There are 2 preparations. Tacrolimus ointment is more potent than pimecrolimus cream.

Tacrolimus is available as an ointment in two strengths (0.1% and 0.03%). The 0.03% strength is licensed for treatment from 2 years of age and the 0.1% strength is licensed from 16 years of age, to treat moderate to severe atopic eczema in patients who have not adequately responded to, or are intolerant of, conventional therapies.

Pimecrolimus is available as a 1.0% cream and is licensed for mild to moderate atopic eczema from the age of 2 years.

Proactive versus reactive application of topical anti-inflammatory agents:

Traditionally anti-inflammatory agents were employed reactively in response to visible eczema. In contrast, medium term clinical trials have demonstrated that proactive use of anti-inflammatory therapy, can lead to overall improvement, fewer exacerbations and improved quality of life. In practice, this comprises the use low-to-moderate potency steroids or topical tacrolimus 2 or 3 times weekly to areas of subclinical inflammation persisting at skin sites previously affected by eczema.

Cleansing and bathing:10

The skin must be cleansed gently and thoroughly to eliminate debris and bacterial contaminants. Baths of short duration (5 minutes) and bath oils aim to avoid epidermal dehydration. Topical emollients should be applied directly after a bath or a shower after gentle drying when the skin is still slightly damp.

Sodium hypochlorite added to the bathwater (‘bleach baths’) may be considered because of its antiseptic properties.

Infection: 11

The majority of patients with eczema are colonised by Staph aureus and are also susceptible to secondary skin infections. Systemic antibiotics may be required to treat bacterial skin infections, and the choice of antibiotic should be based on bacterial sensitivities. Staph aureus is a common cause of eczema flares in children.

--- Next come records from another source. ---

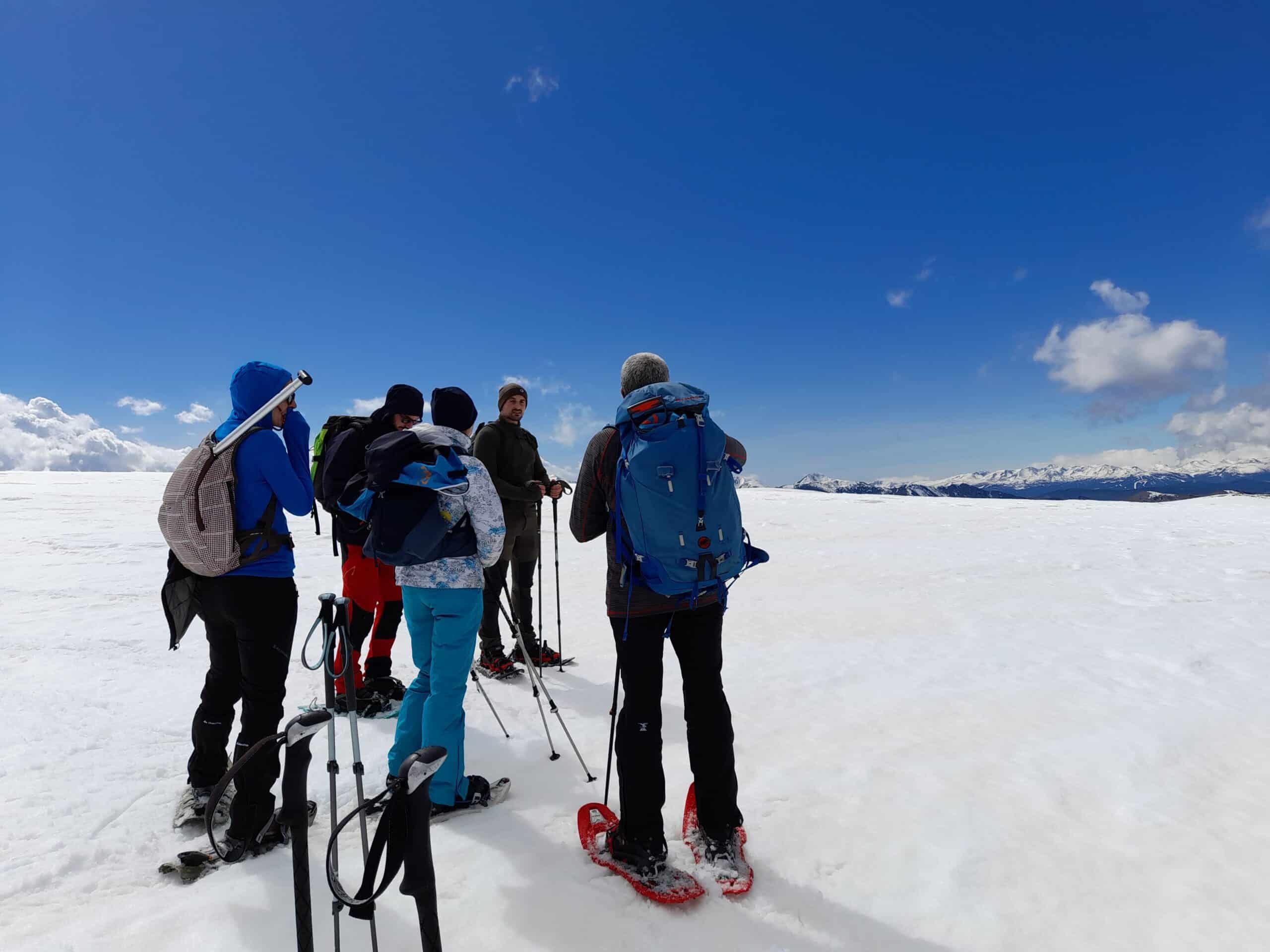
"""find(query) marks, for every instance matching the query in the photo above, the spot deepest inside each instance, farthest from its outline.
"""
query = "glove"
(295, 431)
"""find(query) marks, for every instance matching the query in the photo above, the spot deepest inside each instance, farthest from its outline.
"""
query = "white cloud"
(538, 385)
(140, 405)
(1244, 429)
(1132, 355)
(1260, 221)
(197, 413)
(574, 422)
(39, 434)
(1208, 399)
(1118, 298)
(538, 84)
(564, 473)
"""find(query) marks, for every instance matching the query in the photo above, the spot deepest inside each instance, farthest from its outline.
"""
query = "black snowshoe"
(369, 704)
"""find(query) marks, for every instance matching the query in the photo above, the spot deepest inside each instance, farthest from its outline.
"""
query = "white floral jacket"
(482, 503)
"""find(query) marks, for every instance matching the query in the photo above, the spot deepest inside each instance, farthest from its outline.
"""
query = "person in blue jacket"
(251, 612)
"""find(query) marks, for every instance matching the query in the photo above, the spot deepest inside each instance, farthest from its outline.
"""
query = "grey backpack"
(197, 513)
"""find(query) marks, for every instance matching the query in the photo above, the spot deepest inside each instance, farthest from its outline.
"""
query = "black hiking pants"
(698, 640)
(251, 624)
(520, 552)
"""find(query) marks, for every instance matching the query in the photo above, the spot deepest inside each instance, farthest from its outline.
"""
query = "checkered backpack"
(197, 513)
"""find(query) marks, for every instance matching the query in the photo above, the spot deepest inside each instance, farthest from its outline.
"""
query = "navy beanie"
(403, 399)
(452, 408)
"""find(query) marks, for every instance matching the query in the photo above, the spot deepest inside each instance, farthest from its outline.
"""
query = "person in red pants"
(371, 587)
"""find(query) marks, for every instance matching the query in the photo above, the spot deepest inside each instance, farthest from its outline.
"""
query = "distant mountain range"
(820, 483)
(1193, 477)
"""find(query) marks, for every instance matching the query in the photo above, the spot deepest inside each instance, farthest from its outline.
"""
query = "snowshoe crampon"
(731, 871)
(668, 885)
(192, 865)
(191, 808)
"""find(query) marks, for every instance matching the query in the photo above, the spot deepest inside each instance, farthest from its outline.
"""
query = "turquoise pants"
(444, 625)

Systemic management and Emerging therapies:

Patients with severe eczema, unresponsive to optimum topical therapy, may be candidates for systemic immunosuppression under the supervision and monitoring of specialist dermatologists. Drugs in this category include ciclosporin, oral corticosteroids, azathioprine and methotrexate.

Monoclonal antibody therapies that have emerged into clinical use targeting IL4 and IL13 of the Th2 pathway. It is approved for use for eczema from the age of 12 years old in the USA. In 2019 it has Marketing Authorisation in the European Union (EU) and is licensed in the UK for adults with moderate to severe eczema. It is approved by NICE for use in adults with moderate to severe eczema that has not responded to at least 1 other systemic therapy. (https://www.nice.org.uk/guidance/ta534/chapter/1-Recommendations). The application for use in childhood eczema in the EU and UK are in progress.

A host of other targeted and broad-acting systemic therapies are currently being investigated for use in eczema.

Crisaborole is a topical phosphodiesterase 4 inhibitor approved by the FDA in the USA for patients aged from 2 years with mild to moderate atopic dermatitis. It has yet to receive UK or EU approval.